Letters and Postcards: This is an introduction to linear inequalities and “linear programming.” I added a link to Liz Caffrey’s Desmos Activity Builder version of the lesson.
Stairs: I added a worksheet to support this Desmos-powered applet about slope and linear functions. (Unfortunately, the applet doesn’t seem to work on Chrome on a PC. I’ll try to fix it, but until I do, try a different browser.)
Staircases: I made minor tweaks to this worksheet, which is a great activity about adding up strings of consecutive numbers. It works at all levels from 4th grade, to high school, to math teacher!
Name That Function! This is a popular GeoGebra applet where you’re supposed to guess the function by watching an animated function diagram. I added links to worksheet versions of it, which can be used instead or in addition to the applet.
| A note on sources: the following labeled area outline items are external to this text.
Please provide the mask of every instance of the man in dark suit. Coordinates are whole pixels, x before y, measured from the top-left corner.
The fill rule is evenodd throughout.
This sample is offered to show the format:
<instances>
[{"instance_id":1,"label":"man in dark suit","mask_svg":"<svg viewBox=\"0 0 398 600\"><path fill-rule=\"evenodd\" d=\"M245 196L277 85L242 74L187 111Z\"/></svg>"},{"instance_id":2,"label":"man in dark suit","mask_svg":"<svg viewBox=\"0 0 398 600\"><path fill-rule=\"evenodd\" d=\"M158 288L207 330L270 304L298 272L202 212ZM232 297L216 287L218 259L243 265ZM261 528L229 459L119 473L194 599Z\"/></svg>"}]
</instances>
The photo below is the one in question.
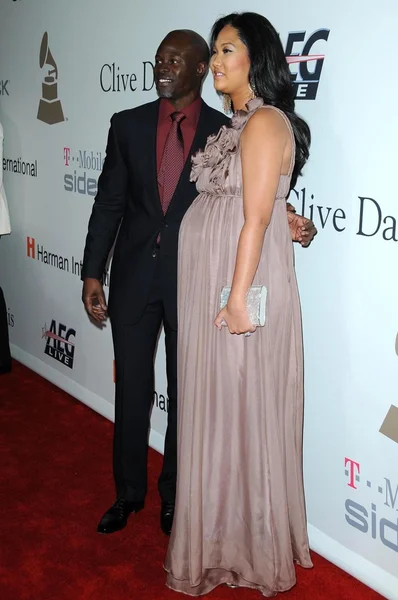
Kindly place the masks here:
<instances>
[{"instance_id":1,"label":"man in dark suit","mask_svg":"<svg viewBox=\"0 0 398 600\"><path fill-rule=\"evenodd\" d=\"M169 33L155 59L160 100L111 119L82 270L88 314L98 322L107 312L111 318L116 361L117 499L98 525L101 533L122 529L129 515L144 506L153 361L162 323L169 411L158 487L161 527L166 534L171 531L177 469L178 232L197 195L189 181L191 156L229 122L200 97L208 63L201 36L188 30ZM316 232L299 216L291 229L303 244ZM102 276L116 237L107 308Z\"/></svg>"}]
</instances>

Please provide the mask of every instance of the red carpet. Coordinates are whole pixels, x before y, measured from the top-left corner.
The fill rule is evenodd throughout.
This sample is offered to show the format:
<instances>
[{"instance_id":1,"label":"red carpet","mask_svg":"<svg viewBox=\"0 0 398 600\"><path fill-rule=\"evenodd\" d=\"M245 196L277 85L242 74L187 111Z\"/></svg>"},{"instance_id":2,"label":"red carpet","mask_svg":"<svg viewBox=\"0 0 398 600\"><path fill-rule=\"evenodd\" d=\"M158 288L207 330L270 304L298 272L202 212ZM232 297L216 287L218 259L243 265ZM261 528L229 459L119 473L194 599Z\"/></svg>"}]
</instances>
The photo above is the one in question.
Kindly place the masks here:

How to Get Some of My Publications: I removed some out-of-print items. I updated the links to the Geometry Labs template and the CircleTrig Geoboard.
Summer Workshops: This is the page about my 2019 summer workshop: Visual Algebra (grades 6-9), in two locations: June in Silicon Valley, August near Boston. I added a link to the participants’ website. I also added mentions of continuing education / graduate school units, the 75% scholarship for public school teachers, and the free and discounted manipulatives from Didax and Nasco.
I added links to Liz Caffrey’s Desmos versions of Letters and Postcards and Geometry Labs 9.3 and 9,4. I added a note about Geometry Labs 6.1.
Symmetric Polygons: I corrected a mathematical error and expanded the teachers’ notes in this activity for grades 8-10. Co-authored with Lew Douglas.
Seems Isosceles!: I added some interactive GeoGebra images to this “teachers’ mathematics” exploration.
Geometry Labs: minor tweaks.
Résumé: updated.
SuperTangram Labs: I replaced an html worksheet which was not really usable with a downloadable PDF. (For more information about supertangrams, go to Geometric Puzzles in the Classroom.)
For a Tool-Rich Pedagogy: This page consists of an argument for the use of manipulative, technological, and paper-pencil tools in math education, followed by a long (but probably incomplete) list of links to related pages on my site. I added a link to my popular page about pattern block dodecagons.
Pythagorean Theorem home page: I added an image.
Geoboard home page: I added “Connect the Dots” — lattice puzzles and problems for teachers, which can also be used in math clubs and in the classroom. (We worked on those at Math Teachers’ Circles.)
Summer Workshops: I set up that page to announce my 2019 summer workshop: Visual Algebra (grades 6-9), in two locations: June in Silicon Valley, August near Boston.
Soccer Angles: I added interactive GeoGebra applets to this page, which is an extension of the low-tech Lab with the same name in Geometry Labs.
Spirograph Simulation: For some reason, while the online applet worked, the GeoGebra file I included did not open when downloaded. I got some help on Twitter, and posted a corrected version.
Résumé: updated.
Math Ed Consulting: minor tweaks.
Electronic Graphing: minor tweaks.
Errata: I added a bunch of downloadable corrected pages to the Lab Gear books Errata page.
Front Page: I added a short intro at the top, and a link to my Twitter page at the bottom. I made similar tweaks to the About page.
Pattern Blocks: I added a link to Jen Silverman’s GeoGebra pattern blocks applet.
Site index: I added links to the games Parisa Safa coded for me in Snap! (Signed Numbers | Complex Numbers)
I created a conic sections home page. (Links to the geometry of the parabola and ellipse, 2D and 3D, and more.)